DÉBATS : A l’audience publique tenue le 07 Novembre 2024, Monsieur LE FRIANT, Vice-Président, siégeant en qualité de juge unique, conformément aux dispositions de l’article 812 du Code de Procédure Civile, assisté de Madame LOPES DOS SANTOS, Greffier, a indiqué que l’affaire sera mise en délibéré au 19 Décembre 2024.
EXPOSE DES FAITS
Par acte sous seing privé en date du 1er décembre 2016, la société CARTEYC a donné à bail à la société DU PAREIL AU MEME, une boutique sise [Adresse 9], pour une durée de 10 années entières et consécutives commençant à courir le 1er décembre 2016, pour se terminer le 30 novembre 2026, avec possibilité pour le preneur de donner congé à chaque période triennale.

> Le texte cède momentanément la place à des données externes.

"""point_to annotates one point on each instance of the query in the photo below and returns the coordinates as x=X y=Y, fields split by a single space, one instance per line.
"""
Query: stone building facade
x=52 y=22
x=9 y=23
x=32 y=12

Le 19 juin 2020, la société DU PAREIL AU MEME a notifié à la SNC CARTEYC la résiliation du bail par acte extrajudiciaire.
Le 8 juillet 2020, la SNC CARTEYC a notifié son opposition à la résiliation.
Par courrier recommandé du 17 juillet 2020, la société DU PAREIL AU MEME a restitué les clés du local loué.
Par acte d’huissier du 19 juillet 2021, la SNC CARTEYC a assigné la société DU PAREIL AU MEME devant le tribunal judiciaire de Versailles.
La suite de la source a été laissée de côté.